雑記:城下町小幡
群馬県甘楽郡甘楽町の小幡は、中世には小幡氏の本拠であったが、江戸時代には織田氏、ついで奥平松平氏が領主となっている。
現在も城下町の面影を残す場所であり、甘楽町も「城下町小幡」として観光アピールをしている(下の写真は城下町の用水路で、春には桜の名所でもある)
織田氏が領主時代の遺構としては陣屋の跡と、それに隣接する庭園・楽山園があり、特に楽山園は群馬県内に残る唯一の大名庭園として国指定の名勝となっている。
近年大規模な整備・復元事業が行われ、館の門や長屋などが復元され、庭園も往時の姿が再現された。
楽山園は江戸初期の作で、戦国武将庭園から大名庭園への移行期の庭園であり、茶室や亭も復元されている。
楽山園の周囲には、武家屋敷の様子を残す家屋もあり、髙橋家の白壁と蔵(下の写真一枚目)や、山田家の石垣(通称「喰い違い郭」、下の写真二枚目、三枚目)などはその代表例である。

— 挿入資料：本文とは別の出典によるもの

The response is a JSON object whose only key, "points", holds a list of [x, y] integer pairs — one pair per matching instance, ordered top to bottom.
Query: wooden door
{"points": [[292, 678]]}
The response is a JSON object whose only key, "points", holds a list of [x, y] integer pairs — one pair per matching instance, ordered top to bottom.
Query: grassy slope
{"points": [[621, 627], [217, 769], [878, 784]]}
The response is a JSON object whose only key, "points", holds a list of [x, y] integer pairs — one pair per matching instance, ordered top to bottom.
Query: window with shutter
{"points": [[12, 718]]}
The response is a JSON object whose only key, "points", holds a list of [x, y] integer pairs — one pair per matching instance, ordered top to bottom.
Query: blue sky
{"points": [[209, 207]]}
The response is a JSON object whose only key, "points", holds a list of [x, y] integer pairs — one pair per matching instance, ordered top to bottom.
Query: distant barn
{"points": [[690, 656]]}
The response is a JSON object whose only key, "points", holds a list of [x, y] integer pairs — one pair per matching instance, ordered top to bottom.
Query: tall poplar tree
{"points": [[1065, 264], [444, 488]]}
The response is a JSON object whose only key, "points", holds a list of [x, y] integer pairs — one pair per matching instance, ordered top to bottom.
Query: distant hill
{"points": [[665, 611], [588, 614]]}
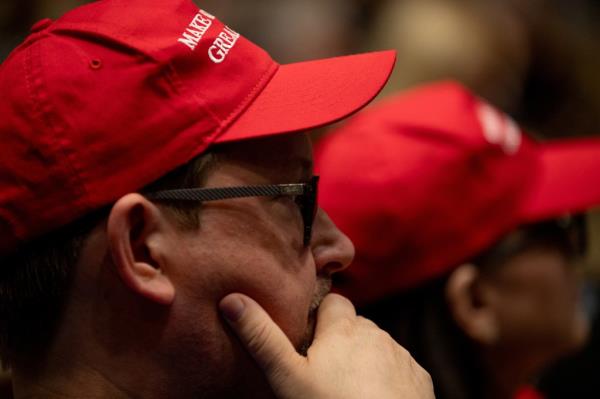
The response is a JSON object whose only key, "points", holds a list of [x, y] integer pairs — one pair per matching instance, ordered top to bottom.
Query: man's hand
{"points": [[350, 356]]}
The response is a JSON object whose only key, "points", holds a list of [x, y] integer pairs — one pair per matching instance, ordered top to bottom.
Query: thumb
{"points": [[263, 339]]}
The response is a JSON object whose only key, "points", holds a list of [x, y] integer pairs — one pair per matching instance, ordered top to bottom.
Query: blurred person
{"points": [[483, 44], [158, 227], [467, 233]]}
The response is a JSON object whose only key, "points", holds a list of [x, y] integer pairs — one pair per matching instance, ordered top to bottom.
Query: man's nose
{"points": [[332, 250]]}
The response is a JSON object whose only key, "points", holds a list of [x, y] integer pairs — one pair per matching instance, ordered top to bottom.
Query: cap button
{"points": [[41, 25]]}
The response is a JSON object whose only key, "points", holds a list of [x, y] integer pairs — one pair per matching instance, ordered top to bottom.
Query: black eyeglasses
{"points": [[305, 197]]}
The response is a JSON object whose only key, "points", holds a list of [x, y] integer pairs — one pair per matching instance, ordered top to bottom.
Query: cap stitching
{"points": [[125, 41], [251, 96], [45, 116]]}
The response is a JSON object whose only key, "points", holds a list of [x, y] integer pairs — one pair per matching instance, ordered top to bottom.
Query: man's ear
{"points": [[137, 236], [469, 305]]}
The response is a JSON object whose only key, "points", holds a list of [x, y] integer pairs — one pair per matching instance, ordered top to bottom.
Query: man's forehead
{"points": [[287, 154]]}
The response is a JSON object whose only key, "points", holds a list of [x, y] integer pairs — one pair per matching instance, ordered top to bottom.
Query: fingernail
{"points": [[232, 308]]}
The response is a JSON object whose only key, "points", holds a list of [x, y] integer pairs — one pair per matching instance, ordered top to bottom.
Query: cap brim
{"points": [[310, 94], [569, 179]]}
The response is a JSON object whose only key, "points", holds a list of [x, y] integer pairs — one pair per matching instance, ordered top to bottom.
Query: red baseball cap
{"points": [[117, 93], [432, 177]]}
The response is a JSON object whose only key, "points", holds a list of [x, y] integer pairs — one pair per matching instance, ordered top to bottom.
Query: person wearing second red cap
{"points": [[159, 221], [466, 232]]}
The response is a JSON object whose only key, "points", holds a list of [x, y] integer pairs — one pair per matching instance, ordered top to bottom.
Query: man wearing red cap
{"points": [[148, 192], [466, 232]]}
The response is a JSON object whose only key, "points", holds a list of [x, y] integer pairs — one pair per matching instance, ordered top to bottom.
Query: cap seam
{"points": [[125, 41], [250, 97], [44, 111]]}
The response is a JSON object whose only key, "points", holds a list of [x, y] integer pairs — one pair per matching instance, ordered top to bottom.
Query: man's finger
{"points": [[333, 308], [263, 339]]}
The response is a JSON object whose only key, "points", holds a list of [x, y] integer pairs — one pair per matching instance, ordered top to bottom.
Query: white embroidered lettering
{"points": [[197, 28], [222, 45]]}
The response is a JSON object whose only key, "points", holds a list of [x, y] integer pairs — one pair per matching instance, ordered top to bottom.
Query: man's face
{"points": [[254, 246]]}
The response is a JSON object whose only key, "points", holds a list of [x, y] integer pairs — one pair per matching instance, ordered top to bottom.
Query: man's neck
{"points": [[60, 383]]}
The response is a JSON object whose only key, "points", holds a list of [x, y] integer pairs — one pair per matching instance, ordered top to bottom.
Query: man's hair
{"points": [[35, 280]]}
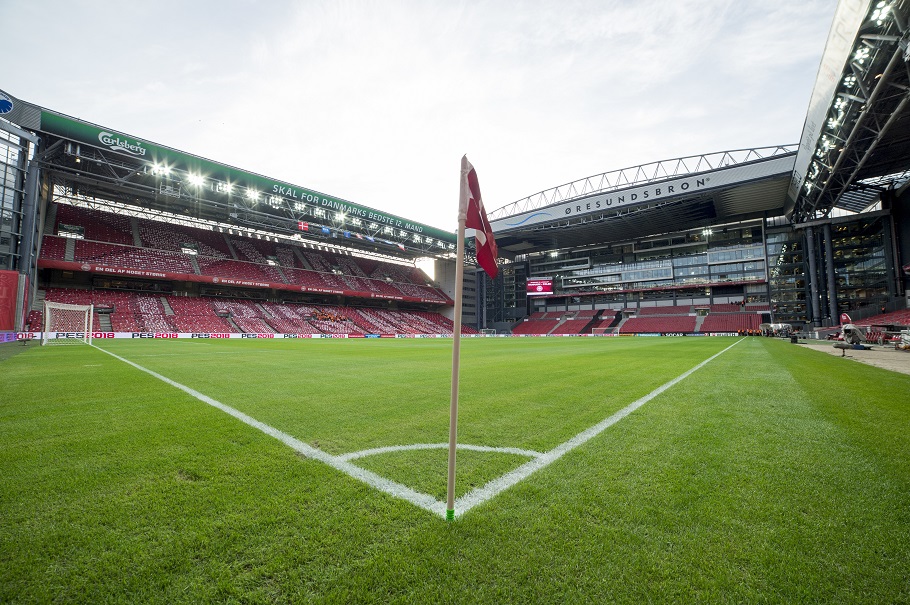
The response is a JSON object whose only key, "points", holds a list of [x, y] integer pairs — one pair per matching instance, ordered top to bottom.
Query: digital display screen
{"points": [[540, 286]]}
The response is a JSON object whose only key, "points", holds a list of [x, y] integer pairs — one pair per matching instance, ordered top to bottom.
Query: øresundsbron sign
{"points": [[650, 192]]}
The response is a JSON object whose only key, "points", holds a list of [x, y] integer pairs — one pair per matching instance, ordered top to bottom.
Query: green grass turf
{"points": [[774, 474]]}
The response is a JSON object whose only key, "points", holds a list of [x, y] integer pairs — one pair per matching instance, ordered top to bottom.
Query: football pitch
{"points": [[622, 470]]}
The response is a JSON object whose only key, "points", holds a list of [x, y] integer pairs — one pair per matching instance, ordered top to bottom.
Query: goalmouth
{"points": [[67, 324]]}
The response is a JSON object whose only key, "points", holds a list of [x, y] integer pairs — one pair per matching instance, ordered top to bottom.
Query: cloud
{"points": [[376, 102]]}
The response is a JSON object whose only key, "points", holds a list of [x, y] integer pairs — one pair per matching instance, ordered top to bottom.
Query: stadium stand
{"points": [[97, 225], [659, 324]]}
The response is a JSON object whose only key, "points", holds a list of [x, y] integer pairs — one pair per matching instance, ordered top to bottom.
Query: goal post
{"points": [[67, 324]]}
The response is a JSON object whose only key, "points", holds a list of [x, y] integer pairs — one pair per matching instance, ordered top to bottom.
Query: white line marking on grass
{"points": [[438, 446], [372, 479], [484, 493], [424, 501]]}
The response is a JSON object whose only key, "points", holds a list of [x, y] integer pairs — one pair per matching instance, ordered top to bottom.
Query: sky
{"points": [[375, 102]]}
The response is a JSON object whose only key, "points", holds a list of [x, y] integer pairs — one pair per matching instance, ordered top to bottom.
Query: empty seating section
{"points": [[97, 225], [168, 236], [53, 248], [252, 250], [126, 256], [286, 257], [317, 261], [349, 266], [233, 269], [310, 279], [723, 308], [664, 311], [196, 315], [731, 322], [659, 324], [535, 326], [572, 326]]}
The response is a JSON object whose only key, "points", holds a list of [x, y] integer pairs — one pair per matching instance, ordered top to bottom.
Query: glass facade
{"points": [[11, 195], [849, 256]]}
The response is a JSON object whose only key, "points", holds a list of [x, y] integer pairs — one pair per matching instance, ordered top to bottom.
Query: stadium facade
{"points": [[796, 233]]}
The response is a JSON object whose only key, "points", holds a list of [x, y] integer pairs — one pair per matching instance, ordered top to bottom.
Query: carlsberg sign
{"points": [[118, 142]]}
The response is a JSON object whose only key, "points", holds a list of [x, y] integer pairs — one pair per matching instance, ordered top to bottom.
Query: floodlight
{"points": [[881, 12]]}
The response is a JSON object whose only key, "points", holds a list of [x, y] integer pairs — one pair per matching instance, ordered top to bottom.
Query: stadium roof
{"points": [[855, 144], [97, 165], [659, 197]]}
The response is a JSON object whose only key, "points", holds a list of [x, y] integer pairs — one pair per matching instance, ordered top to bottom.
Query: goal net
{"points": [[67, 324]]}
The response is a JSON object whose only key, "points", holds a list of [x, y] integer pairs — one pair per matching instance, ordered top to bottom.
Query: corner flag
{"points": [[470, 214], [475, 217]]}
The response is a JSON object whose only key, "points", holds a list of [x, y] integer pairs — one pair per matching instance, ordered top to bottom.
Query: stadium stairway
{"points": [[50, 221], [134, 227], [303, 261], [618, 326]]}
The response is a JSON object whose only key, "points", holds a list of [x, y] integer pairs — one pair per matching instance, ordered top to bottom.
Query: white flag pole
{"points": [[456, 339]]}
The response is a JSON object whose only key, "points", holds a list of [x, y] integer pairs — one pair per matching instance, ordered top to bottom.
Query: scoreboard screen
{"points": [[540, 286]]}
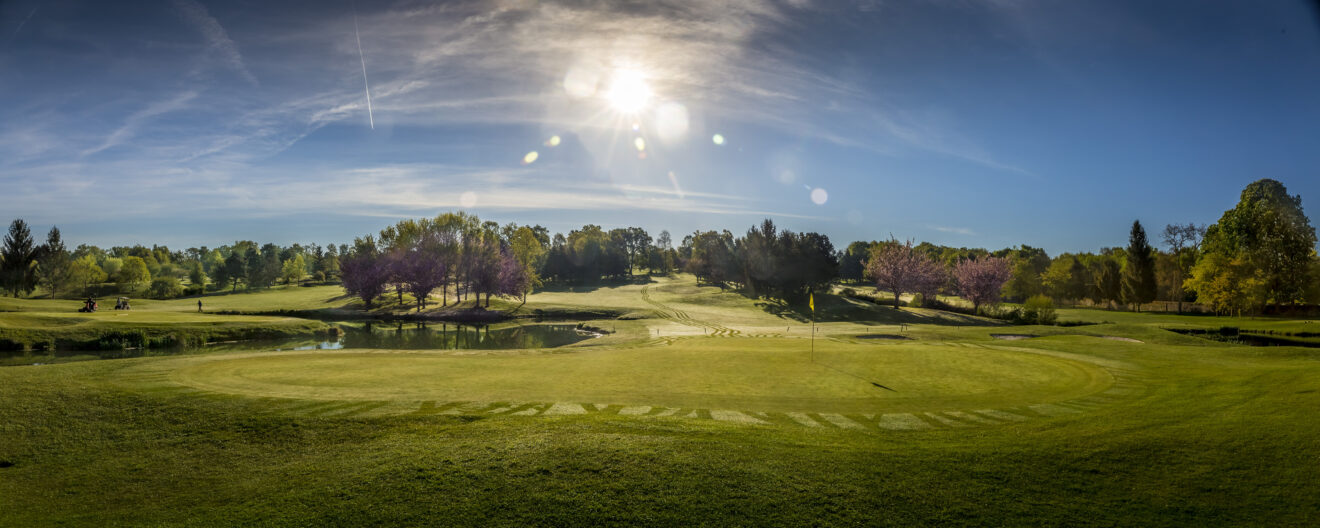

楽山園の南方には、織田家の菩提寺の崇福寺があり、それに隣接する織田公公園は近年整備されたもので、園内には織田家の墓所がある。
小幡藩織田家は、織田信長の次子・信雄を初代とする家系で、信雄以下七代にわたって小幡を領有した(七代信富の時代に明和事件に連座して転封となった)。
かつては墓塔が建ち並ぶだけであったが、現在は墓塔には覆屋が設けられている。
墓塔はいづれも五輪塔で、最も大型の石塔は初代信雄のものであるが(下の写真一枚目)、形式からするにおそらく没後かなり経ってから造立されたものと思われる(再建か)。
信雄の隣にあるやや小ぶりな五輪塔は、駿河大納言忠長の岳父である二代信良のものである(下の写真二枚目)。
七代の墓塔のうち、六代信就と七代信富の五輪塔は、破損が激しいが造立年代はおそらく戦国期以前に遡ると思われ、当初の墓塔が失われたために別の石塔で代用したものと推測される(五輪塔の下にあるのは、宝篋印塔の基礎か)。